Changed normalzation of NN input for pad normalization as: pad / max_pad[row]
Checked NN performance pT differentially and found that network seems to learn the momentum-Z direction (not well yet, but at least sensible output) but does not learn the momentum vector estimate in X or Y correctly:
Suspicions
Training data is dominated by low pT clusters (a lot more of those than high momentum)
Momentum might need some normalization: Typical NN ouputs should be O(1) -> Loss function can be hugely steered by large values in pT
Tried training NN with downsampled data in pT (used a slightly modified Tsalis distribution) and cutting at pT = 10 GeV/c:
Test ongoing: First result seemed not promising but not sure if I did everything correctly -> Definitely needs (sector, row, pad) as input otherwise cannot learn (by principle) the momentum in X or Y direction...
GPU installation
PyTorch installtion works on all devices except for EPN's: Needed workaround to compile with c++20 which compiles, but does not run (results in std::runtime_error: Invalid ext op lib format)
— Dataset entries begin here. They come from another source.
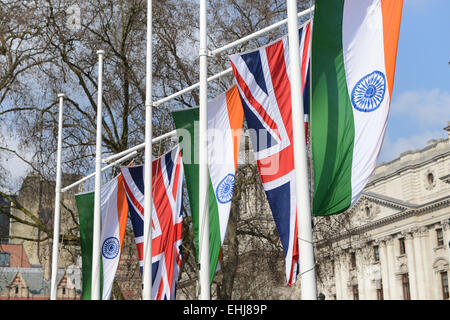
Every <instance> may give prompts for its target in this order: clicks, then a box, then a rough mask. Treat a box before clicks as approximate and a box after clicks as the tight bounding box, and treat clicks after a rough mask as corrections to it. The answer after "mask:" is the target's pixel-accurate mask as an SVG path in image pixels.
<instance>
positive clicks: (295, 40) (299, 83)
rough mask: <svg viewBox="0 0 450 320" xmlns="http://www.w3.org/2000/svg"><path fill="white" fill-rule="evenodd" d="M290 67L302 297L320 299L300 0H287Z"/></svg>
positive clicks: (297, 214)
mask: <svg viewBox="0 0 450 320" xmlns="http://www.w3.org/2000/svg"><path fill="white" fill-rule="evenodd" d="M286 5H287V14H288V30H289V57H290V59H289V63H290V70H291V99H292V127H293V140H294V163H295V180H296V185H295V190H296V198H297V227H298V246H299V264H300V284H301V295H302V296H301V298H302V300H317V285H316V273H315V265H314V246H313V239H312V223H311V207H310V203H309V188H308V169H307V160H306V159H307V158H306V141H305V130H304V129H303V128H304V124H303V119H304V112H303V94H302V81H301V68H300V43H299V35H298V18H297V1H296V0H286Z"/></svg>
Testing OnnxRuntime GPU installation -> Started yesterday night. Encountering:
fatal error: error in backend: cannot lower memory intrinsic in address space 5 Seems like a very recent issue (some github 3 threads are only 3 weeks old and seems llvm related: https://github.com/llvm/llvm-project/issues/88497)
Clusterization
Understood the clusterization code now and know where to "hack" in. For now trying to simply read out the 7x7x7 grid needed for the NN. Once that is achieved and have working installation of ONNX-GPU / PyTorch try to implement simple CPU version.